O(N) – The brute force solution described explores every possible sequence of buy/sell actions using a decision tree. The depth of this tree can be N in the worst case, where N is the number of days (prices in the input). Each level of the tree represents a recursive call, and each call stores its own local variables and state. Therefore, the maximum call stack depth due to recursion is proportional to N, resulting in O(N) auxiliary space complexity.

Optimal Solution

Approach

The key idea is to maximize profit by buying low and selling high whenever possible. We don't need to find the absolute lowest buy price and highest sell price overall; we can simply accumulate profits from all the increasing price intervals.

Here's how the algorithm would work step-by-step:

Imagine you're walking through the prices day by day.
If the price tomorrow is higher than today, buy today and sell tomorrow. This gives you a profit.
If the price tomorrow is lower than today, don't do anything today. Wait for a better opportunity.
Keep doing this day by day. Add up all the profits you made from buying low and selling high.
The total profit you've accumulated will be the maximum profit you can make.

Code Implementation

def max_profit(prices):
    maximum_profit = 0

    # Iterate through the prices, starting from the second day
    for i in range(1, len(prices)):
        # Check if the current day's price is higher than the previous day's price
        if prices[i] > prices[i - 1]:
            # Accumulate profit if today's price exceeds yesterday's.
            maximum_profit += prices[i] - prices[i - 1]

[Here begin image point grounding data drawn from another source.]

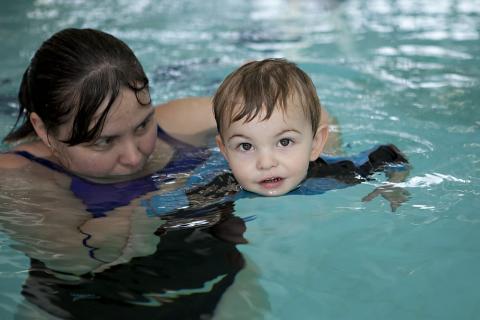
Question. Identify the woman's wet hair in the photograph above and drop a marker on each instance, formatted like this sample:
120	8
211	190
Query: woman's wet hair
70	76
262	86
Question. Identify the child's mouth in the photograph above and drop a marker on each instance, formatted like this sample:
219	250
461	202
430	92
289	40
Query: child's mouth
271	183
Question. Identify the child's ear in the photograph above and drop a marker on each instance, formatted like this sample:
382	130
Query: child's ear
220	144
39	127
319	141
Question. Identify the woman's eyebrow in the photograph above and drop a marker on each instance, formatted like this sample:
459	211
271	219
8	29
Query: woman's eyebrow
286	131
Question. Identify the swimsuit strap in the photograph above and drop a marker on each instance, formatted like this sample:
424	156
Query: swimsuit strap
173	141
44	162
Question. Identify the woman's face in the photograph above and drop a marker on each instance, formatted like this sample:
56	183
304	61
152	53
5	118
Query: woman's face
123	147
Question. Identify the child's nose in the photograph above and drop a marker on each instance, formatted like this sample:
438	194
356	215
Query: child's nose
266	160
131	155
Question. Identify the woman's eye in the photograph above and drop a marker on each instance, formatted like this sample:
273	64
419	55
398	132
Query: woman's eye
245	146
285	142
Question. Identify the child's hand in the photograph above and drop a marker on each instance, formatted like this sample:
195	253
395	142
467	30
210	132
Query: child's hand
395	195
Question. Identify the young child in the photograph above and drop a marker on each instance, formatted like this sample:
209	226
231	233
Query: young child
272	130
270	125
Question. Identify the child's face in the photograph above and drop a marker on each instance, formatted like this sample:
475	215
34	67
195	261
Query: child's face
270	157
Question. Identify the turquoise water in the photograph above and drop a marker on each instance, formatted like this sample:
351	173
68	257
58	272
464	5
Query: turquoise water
403	72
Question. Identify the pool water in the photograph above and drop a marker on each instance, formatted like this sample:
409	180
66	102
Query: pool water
402	72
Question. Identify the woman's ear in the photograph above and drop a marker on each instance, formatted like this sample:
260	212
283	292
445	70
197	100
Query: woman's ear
40	128
319	141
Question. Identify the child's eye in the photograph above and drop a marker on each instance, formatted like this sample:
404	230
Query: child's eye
245	146
285	142
144	125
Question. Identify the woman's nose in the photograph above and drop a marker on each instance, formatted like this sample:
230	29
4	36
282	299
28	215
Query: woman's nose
266	160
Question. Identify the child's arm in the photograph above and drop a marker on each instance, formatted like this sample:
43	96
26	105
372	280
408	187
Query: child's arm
351	171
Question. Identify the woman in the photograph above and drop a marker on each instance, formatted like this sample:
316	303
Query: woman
88	148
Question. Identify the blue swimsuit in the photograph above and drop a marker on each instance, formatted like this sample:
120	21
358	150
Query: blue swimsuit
100	198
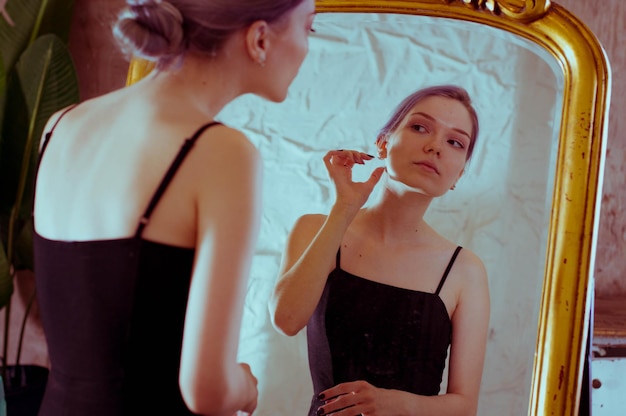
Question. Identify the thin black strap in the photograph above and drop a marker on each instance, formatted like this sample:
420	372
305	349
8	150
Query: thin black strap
445	274
47	136
169	175
46	140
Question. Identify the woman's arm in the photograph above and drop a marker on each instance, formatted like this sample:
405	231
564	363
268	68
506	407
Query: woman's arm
470	323
228	172
313	243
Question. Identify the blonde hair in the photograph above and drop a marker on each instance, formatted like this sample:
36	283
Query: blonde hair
162	31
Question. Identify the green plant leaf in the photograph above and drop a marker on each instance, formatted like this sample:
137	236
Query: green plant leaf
49	81
44	82
32	18
13	138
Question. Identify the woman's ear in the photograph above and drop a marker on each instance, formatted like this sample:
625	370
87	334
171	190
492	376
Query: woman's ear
257	41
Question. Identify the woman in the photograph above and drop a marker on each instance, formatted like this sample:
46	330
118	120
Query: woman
147	213
383	295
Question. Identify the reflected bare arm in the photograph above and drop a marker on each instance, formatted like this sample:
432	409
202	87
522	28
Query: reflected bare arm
313	244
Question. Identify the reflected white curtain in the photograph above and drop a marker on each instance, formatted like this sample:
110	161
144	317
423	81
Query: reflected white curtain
359	67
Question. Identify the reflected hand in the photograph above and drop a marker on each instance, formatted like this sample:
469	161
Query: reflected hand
339	165
358	398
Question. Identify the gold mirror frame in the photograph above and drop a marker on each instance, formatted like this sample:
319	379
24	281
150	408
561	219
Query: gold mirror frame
563	327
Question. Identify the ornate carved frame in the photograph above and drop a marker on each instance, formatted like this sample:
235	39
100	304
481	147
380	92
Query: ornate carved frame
563	326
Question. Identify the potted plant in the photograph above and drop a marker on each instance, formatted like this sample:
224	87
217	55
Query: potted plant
37	78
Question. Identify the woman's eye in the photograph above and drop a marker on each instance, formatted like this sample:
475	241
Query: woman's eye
456	143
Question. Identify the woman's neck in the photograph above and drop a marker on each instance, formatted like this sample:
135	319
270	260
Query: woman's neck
398	217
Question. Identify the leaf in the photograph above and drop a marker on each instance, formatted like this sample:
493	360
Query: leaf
49	81
32	18
44	81
13	138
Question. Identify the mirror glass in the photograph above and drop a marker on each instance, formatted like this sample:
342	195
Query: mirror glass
359	67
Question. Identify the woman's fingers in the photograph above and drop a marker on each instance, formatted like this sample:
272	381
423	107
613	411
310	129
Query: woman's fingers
346	158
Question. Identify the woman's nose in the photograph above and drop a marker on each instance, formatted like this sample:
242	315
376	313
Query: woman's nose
432	147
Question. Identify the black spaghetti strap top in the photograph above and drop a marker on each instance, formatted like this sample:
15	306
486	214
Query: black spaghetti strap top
113	313
391	337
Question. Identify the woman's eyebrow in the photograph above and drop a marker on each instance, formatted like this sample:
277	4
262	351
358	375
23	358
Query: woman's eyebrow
428	116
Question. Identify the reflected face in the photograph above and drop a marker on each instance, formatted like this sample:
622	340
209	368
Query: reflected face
290	45
428	150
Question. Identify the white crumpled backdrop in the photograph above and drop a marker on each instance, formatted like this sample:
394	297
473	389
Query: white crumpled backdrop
359	67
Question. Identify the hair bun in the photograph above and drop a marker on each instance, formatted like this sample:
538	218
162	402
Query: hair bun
151	29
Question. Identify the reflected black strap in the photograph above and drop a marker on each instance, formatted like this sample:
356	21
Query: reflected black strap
445	274
169	175
338	259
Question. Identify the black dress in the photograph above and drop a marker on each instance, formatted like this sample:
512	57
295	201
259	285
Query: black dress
113	314
391	337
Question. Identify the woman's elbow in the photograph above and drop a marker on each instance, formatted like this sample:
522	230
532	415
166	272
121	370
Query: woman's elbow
283	321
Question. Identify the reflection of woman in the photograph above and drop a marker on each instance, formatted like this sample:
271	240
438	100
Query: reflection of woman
383	295
147	213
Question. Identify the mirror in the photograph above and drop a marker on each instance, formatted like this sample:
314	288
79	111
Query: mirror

    # Return the maximum profit that can be obtained
    return maximum_profit

Try it yourself on LeetCode

Big(O) Analysis

Time Complexity

O(n) – The solution iterates through the array of prices once, comparing each day's price with the next day's price. The number of iterations is directly proportional to the number of days, n, represented by the input array's size. Each comparison and potential profit calculation takes constant time. Therefore, the overall time complexity is linear with respect to the input size n.

Space Complexity

O(1) – The provided strategy only involves iterating through the prices and accumulating profit. It doesn't require creating any additional data structures like arrays, hash maps, or trees to store intermediate results or track visited states. The space used is therefore independent of the input size, N, where N is the number of prices. The space complexity is constant because only a few variables (like the current profit) are used, regardless of how large the input array becomes.

Edge Cases

Case	How to Handle
Empty or null 'prices' array	Return 0 as no profit can be made with no prices.
'prices' array with only one element	Return 0 as no transaction (buy and sell) can occur.
'prices' array with two elements, decreasing order	Return 0 as there is no opportunity to make a profit (price decreased).
'prices' array with all identical values	Return 0 as there's no price fluctuation, so no profit.
'prices' array with monotonically increasing values	The algorithm should correctly sum the differences between consecutive days to maximize profit in this ideal scenario.
'prices' array with monotonically decreasing values	The algorithm correctly returns zero profit since no transaction is profitable.
'prices' array with a mix of increasing and decreasing values, large range	Greedy approach correctly accumulates profits from all increasing subsequences.
Large 'prices' array with integer overflow potential in profit calculation (if using certain languages)	Use appropriate data types (e.g., long) to prevent integer overflow during profit calculation, or use modulo if relevant.